Evangelical Church in Bavaria: Bishop election failed – Bavaria

In the end, the Presidium of the Bavarian Evangelical State Synod resorted to the last resort: “Come Holy Spirit, with your strength,” the members of the church parliament chanted, fervently and a little desperately. The synod was actually supposed to elect a new state bishop this Monday in the Matthäuskirche in Munich. But at the end of a long day, none of the four candidates was able to secure the necessary absolute majority of 55 votes. For the time being, there is no successor for the regional bishop Heinrich Bedford-Strohm, who is to leave in the autumn.

Bedford-Strohm was initially quite happy on Monday. He is looking forward to putting his task in new hands in the fall, he said. He had cycled through strike-plagued Munich to the Sendlinger Tor and handed out ginger candies to those sitting next to him between the ballots.
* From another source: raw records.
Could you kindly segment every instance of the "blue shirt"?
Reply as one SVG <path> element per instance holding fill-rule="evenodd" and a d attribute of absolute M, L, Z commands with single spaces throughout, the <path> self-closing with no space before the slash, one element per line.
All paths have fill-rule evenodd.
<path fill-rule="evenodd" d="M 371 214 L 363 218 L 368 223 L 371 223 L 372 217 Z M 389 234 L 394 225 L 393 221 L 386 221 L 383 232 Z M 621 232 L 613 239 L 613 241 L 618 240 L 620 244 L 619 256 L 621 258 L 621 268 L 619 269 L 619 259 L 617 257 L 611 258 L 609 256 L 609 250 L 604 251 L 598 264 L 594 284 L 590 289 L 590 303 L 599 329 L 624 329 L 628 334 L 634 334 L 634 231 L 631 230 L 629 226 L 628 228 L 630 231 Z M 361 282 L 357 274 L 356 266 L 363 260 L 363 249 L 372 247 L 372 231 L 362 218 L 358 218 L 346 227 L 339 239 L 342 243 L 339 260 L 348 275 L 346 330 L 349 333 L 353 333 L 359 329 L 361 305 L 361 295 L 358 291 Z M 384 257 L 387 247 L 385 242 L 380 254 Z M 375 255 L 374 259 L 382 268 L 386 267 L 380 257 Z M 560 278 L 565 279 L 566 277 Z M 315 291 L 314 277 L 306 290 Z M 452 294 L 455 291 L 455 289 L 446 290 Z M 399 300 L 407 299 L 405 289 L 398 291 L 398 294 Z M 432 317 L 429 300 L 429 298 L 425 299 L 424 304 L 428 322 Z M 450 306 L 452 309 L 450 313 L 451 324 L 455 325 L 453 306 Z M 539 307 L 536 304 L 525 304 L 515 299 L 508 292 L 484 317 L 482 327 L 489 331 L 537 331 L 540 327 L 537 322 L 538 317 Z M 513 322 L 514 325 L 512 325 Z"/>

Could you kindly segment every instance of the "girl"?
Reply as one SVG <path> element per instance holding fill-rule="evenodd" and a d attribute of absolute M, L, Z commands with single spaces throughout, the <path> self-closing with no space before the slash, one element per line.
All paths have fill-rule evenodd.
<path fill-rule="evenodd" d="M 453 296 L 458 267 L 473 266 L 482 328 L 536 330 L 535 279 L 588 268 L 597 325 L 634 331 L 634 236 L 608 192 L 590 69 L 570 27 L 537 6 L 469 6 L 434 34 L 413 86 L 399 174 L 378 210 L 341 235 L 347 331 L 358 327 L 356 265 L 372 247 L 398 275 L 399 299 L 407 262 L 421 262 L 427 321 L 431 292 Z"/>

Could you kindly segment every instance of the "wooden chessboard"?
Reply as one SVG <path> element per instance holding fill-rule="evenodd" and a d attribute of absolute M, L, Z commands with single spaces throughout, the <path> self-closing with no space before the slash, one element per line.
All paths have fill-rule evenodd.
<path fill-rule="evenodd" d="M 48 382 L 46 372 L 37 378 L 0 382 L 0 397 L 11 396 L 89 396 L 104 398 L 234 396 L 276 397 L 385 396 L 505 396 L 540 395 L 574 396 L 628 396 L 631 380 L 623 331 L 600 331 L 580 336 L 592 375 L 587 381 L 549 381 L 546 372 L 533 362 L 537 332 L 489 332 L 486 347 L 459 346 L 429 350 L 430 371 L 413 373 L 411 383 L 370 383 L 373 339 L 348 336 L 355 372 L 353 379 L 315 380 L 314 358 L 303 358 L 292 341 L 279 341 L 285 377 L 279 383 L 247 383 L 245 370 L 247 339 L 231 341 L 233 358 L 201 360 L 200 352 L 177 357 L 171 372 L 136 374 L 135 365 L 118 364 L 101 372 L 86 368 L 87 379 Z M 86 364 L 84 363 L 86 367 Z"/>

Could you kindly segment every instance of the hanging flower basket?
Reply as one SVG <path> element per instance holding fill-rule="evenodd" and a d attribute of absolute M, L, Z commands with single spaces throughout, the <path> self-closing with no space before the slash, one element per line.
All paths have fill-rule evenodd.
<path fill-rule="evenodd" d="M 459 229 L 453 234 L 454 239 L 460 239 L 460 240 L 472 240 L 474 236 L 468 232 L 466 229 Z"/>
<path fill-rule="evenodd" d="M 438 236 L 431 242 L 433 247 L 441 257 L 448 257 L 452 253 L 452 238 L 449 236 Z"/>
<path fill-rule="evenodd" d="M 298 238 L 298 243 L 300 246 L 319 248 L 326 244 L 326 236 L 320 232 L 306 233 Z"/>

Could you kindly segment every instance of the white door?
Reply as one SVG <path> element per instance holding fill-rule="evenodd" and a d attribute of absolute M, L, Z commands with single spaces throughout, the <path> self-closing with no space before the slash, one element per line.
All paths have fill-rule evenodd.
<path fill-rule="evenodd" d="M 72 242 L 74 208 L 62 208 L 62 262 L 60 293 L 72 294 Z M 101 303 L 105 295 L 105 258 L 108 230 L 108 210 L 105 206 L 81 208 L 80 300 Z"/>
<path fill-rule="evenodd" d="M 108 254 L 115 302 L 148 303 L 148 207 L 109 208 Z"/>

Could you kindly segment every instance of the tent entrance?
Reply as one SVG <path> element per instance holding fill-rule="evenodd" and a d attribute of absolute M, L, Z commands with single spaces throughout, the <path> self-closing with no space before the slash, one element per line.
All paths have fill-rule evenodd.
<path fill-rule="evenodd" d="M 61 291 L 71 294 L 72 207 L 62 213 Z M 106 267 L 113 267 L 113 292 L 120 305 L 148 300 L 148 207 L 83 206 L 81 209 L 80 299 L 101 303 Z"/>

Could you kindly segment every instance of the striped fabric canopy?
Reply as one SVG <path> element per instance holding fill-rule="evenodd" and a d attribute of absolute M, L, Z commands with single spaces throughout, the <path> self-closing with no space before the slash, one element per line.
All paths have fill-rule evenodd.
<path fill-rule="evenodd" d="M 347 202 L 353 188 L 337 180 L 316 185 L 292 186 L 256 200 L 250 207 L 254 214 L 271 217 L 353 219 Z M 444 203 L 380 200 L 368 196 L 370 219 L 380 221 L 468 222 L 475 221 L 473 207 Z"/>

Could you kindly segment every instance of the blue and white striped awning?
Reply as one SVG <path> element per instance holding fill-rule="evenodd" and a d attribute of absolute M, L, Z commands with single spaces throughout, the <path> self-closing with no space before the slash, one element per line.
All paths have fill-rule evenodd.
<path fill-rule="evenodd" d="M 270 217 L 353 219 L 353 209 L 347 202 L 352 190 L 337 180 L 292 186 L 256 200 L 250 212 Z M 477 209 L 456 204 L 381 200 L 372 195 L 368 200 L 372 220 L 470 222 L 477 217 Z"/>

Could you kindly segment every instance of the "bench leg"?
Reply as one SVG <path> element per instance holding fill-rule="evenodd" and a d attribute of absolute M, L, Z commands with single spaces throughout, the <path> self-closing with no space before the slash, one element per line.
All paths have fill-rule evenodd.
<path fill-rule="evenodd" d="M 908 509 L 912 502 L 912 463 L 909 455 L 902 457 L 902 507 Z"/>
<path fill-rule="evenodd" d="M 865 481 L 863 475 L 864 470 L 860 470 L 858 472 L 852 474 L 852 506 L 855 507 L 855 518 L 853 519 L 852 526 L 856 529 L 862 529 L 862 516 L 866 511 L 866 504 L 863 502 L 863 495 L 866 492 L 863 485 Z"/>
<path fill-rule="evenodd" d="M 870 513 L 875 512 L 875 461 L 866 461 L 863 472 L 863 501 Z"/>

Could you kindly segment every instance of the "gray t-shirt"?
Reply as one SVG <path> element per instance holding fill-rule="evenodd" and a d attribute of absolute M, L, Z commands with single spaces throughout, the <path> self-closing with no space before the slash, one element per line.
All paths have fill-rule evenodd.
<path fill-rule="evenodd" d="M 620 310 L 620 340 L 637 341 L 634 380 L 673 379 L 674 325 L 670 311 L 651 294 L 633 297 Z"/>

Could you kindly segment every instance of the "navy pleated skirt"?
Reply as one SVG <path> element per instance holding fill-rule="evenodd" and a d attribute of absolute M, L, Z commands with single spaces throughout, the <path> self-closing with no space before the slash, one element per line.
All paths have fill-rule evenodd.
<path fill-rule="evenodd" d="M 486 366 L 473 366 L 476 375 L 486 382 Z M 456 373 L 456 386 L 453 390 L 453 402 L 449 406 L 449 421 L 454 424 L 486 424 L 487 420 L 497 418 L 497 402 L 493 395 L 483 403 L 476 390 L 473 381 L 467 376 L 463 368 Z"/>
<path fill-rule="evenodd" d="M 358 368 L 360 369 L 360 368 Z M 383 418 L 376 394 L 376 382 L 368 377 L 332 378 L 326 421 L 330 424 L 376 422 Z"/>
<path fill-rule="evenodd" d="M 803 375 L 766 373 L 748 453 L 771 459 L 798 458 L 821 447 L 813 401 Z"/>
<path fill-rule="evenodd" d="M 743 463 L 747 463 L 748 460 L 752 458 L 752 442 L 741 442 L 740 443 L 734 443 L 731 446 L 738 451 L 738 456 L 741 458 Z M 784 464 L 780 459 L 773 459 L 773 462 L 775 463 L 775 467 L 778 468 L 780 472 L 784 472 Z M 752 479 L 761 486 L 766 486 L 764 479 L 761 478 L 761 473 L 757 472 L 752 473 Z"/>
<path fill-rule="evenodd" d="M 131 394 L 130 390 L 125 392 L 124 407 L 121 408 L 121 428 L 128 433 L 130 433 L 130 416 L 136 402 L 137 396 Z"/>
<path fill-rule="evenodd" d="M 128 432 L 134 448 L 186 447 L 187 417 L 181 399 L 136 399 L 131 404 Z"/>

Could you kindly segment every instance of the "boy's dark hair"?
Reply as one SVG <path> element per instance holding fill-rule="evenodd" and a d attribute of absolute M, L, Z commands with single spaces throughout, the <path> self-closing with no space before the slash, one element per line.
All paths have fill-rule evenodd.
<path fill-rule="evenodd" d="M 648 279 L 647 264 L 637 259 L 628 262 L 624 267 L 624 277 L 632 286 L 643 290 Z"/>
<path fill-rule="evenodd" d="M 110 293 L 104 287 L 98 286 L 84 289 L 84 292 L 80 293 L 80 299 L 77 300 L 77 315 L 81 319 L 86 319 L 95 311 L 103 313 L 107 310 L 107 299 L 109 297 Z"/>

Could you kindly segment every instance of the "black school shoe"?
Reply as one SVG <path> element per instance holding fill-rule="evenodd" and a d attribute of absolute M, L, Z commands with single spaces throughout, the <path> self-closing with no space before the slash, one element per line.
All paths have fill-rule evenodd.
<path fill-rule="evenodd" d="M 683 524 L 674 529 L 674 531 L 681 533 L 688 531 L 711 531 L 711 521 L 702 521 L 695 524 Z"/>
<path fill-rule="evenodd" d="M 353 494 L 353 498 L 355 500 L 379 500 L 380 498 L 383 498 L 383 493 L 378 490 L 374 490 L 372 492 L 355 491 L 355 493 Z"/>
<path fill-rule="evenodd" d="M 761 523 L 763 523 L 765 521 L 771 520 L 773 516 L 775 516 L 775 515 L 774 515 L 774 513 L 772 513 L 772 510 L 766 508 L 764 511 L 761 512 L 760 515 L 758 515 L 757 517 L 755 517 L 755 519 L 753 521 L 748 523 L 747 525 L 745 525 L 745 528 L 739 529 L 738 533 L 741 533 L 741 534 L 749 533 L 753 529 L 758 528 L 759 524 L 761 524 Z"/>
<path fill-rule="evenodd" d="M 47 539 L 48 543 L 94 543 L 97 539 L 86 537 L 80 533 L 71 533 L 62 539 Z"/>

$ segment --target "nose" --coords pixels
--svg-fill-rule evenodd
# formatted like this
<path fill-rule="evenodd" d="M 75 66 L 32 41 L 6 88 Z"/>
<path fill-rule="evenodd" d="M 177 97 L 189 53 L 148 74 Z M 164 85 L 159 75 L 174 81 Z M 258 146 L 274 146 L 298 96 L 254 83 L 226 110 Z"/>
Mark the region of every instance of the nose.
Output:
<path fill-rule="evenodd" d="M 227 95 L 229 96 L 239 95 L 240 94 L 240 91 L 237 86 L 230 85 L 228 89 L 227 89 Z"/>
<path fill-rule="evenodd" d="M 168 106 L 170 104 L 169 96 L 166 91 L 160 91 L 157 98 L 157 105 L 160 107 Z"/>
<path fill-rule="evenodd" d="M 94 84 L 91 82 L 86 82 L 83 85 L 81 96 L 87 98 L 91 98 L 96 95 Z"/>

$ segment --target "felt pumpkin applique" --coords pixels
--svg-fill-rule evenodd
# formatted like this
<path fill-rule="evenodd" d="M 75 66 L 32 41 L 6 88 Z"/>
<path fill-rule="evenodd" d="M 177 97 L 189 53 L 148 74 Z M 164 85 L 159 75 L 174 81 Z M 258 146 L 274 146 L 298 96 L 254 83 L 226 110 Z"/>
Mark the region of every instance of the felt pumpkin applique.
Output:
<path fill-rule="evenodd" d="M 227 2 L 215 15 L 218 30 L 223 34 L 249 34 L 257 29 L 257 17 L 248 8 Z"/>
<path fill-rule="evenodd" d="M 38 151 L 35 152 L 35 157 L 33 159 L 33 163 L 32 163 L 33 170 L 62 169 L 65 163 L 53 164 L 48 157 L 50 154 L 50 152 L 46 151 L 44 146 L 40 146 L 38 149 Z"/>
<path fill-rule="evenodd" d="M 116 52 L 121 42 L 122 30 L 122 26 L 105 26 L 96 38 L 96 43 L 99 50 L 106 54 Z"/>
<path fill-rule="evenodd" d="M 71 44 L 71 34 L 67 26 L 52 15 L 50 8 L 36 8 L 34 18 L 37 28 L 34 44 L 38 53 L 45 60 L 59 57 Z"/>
But the atmosphere became more tense from ballot to ballot. Before the sixth and decisive round of voting, Bedford-Strohm was seen frowning in crisis mode, pilgrimaging back and forth between the synod presidium, the successor candidates and church lawyers.

Because if no candidate receives an absolute majority in six ballots, according to the bishop election law, a new election proposal must be submitted. Twelve years ago, Bedford-Strohm himself was only elected evangelical state bishop in the sixth ballot. But that even six ballots are not enough, “that has never happened in the history of the Bavarian state church,” said Bedford-Strohm in the evening.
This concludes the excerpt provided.